Слезы уже высохли, как не было этих слез. Вместо них в глазах Лены появились две холодные сухие льдинки: «Ты в своем репертуаре, Иван. Нахватался где-то нравоучительных высказываний. И теперь жонглируешь ими. Надо же такое придумать: мы должны бороться за человека. Какая пошлость, чушь какая. И что же ответил Бучинский?» «Ответил, что каждый человек должен бороться за себя сам. И он прав, он трижды прав. Каждый должен бороться за себя сам. Ты сама должна что-то решить, а уж потом рассчитывать на чужую помощь», – ты сказал это с жаром, убежденно.
Ты говорил ещё что-то, говорил и видел, Лена больше не слушает тебя, она уже где-то далеко-далеко, сама в себе, в своей душе, в своих мыслях.

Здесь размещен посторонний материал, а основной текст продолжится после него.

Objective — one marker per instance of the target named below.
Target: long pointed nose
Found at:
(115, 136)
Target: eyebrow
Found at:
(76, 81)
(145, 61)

Она молчала, сидела с каменным застывшим лицом и молчала.
«Ты разговаривал с Бучинским, – наконец сказала она вслух, словно самой себе. – Разговаривал с этим ничтожеством и спокойно сносил эти плевки в меня, мне в лицо. Этот Бучинский занят только своей голубизной, педик поганый. Про молодых актеров он тебе говорил? Конечно, говорил. Какие они талантливые, работоспособные какие. Как же… Выбирает себе среди них партнеров, ставит гомаков этих на первые роли за особые отличия в собственной койке. А молодые дают ему, потому что иначе нельзя, дают этому сифилитику. То же мне, режиссер. У него, по-моему, и сын от мужика родился. А ты его слушал, внимал. Он, случайно, не предложил тебе уединиться? Хороша была бы парочка. Две творческие личности сливаются в едином порыве», – она рассмеялась громко и зло.
«Прекрати, речь сейчас не о Бучинском», – не имело смысла продолжать разговор. «Хорошо, тогда поговорим обо мне.